Even with the warmer than normal October weather, the last of our local snow buntings departed on time. The last snow buntings have been departing around 10-13th of October for several years now, and the last five were seen on the afternoon of the 9th this year.
Snow Bunting in bright fall plumage.
My last banded Snow Bunting just before leaving for the winter.
That left the two Dark-eyed Junco’s (Slate-colored sub-species) coming into the feeder. They showed up in early October hungry and spent lots of time at the feeder bulking up to continue their migration south. The juncos departed two days after the snow buntings, having built up their reserves to feel ready to continue on.
Dark-eyed Junco (sub-species Slate-colored Junco)
It was fun watching the juvenile snow buntings learn to land in the first snow that fell in late September.

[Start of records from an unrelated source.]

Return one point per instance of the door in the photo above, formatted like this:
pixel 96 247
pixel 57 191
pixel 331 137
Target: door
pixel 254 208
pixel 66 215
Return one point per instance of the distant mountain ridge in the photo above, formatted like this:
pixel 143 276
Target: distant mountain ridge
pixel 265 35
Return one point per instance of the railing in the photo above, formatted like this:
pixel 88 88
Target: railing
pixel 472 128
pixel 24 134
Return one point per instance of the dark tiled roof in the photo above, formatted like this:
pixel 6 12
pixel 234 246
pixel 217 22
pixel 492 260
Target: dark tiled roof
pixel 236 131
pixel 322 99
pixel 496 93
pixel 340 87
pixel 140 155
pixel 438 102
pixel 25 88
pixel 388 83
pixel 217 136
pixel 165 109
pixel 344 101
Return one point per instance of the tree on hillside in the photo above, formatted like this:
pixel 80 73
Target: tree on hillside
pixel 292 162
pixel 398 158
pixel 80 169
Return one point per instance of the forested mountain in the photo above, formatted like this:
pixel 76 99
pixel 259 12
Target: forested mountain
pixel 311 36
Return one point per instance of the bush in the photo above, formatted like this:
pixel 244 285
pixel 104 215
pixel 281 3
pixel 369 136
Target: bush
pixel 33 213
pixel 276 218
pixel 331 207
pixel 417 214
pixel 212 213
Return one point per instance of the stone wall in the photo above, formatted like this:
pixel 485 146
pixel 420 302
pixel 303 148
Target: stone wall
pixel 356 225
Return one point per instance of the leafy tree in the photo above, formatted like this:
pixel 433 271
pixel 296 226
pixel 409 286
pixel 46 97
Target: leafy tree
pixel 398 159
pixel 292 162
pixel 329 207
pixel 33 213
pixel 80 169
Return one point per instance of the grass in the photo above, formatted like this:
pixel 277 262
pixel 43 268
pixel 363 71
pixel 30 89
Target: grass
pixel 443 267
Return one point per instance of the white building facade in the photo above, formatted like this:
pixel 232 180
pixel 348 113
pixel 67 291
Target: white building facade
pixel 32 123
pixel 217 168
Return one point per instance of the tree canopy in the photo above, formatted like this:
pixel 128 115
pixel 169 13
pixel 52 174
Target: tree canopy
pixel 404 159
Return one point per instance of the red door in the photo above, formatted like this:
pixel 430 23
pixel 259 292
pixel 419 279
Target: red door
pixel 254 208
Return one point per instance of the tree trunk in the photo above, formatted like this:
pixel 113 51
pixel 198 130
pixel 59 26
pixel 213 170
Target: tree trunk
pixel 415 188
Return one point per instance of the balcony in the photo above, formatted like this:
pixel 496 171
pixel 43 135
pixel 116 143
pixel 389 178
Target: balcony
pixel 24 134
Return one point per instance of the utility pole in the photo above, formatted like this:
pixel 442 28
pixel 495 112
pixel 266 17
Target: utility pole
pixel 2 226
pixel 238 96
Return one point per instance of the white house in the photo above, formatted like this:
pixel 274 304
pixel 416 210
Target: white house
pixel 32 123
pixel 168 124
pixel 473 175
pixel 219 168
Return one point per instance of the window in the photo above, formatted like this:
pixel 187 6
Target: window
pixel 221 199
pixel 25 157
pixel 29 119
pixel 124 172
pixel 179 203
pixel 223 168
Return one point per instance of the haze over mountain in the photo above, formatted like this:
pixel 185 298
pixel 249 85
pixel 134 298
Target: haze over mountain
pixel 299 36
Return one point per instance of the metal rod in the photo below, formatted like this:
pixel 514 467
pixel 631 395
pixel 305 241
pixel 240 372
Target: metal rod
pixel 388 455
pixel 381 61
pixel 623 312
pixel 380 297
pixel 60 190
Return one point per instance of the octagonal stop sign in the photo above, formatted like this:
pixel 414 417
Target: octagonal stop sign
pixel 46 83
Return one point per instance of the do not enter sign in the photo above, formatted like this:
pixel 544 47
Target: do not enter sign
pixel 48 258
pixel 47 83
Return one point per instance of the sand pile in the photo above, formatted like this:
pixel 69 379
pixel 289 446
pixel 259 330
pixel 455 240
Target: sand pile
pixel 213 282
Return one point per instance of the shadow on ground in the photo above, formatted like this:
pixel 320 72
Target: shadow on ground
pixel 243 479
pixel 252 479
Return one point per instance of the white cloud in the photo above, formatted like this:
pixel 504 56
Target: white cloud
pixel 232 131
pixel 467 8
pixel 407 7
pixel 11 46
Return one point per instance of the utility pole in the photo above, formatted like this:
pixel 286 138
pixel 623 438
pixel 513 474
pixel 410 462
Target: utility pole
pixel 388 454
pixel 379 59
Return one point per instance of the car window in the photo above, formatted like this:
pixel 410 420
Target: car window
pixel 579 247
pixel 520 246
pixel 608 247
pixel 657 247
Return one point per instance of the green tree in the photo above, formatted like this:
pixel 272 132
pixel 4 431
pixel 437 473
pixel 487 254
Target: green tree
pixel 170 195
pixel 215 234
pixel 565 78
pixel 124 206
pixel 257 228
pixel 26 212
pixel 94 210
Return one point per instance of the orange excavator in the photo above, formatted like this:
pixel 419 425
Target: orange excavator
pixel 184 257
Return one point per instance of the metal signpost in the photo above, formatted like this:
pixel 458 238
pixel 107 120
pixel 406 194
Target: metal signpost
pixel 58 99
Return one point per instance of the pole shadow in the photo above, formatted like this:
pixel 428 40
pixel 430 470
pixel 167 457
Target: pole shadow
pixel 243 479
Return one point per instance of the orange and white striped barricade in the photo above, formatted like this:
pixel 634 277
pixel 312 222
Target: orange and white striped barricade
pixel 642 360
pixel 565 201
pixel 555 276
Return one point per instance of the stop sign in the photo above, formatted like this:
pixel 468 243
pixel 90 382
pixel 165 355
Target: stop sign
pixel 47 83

At first they weren’t sure about landing in the white stuff. They would hover and slowly letting their feet sink into the snow, acting like they thought they were going to get stuck, like happens when they misjudged earlier in the summer when they landed in water. After a few days they were just plopping right down and letting their body stop them from sinking more, like a big snowshoe. Once landed they could move about on the snow without sinking in, as they moved about in the yard feeding on the grass seed heads that were sticking above the snow.
Snow Bunting napping during October snow squall.
Male Snow Bunting in bright spring plumage, showing contrast from when they arrive and then depart in the fall.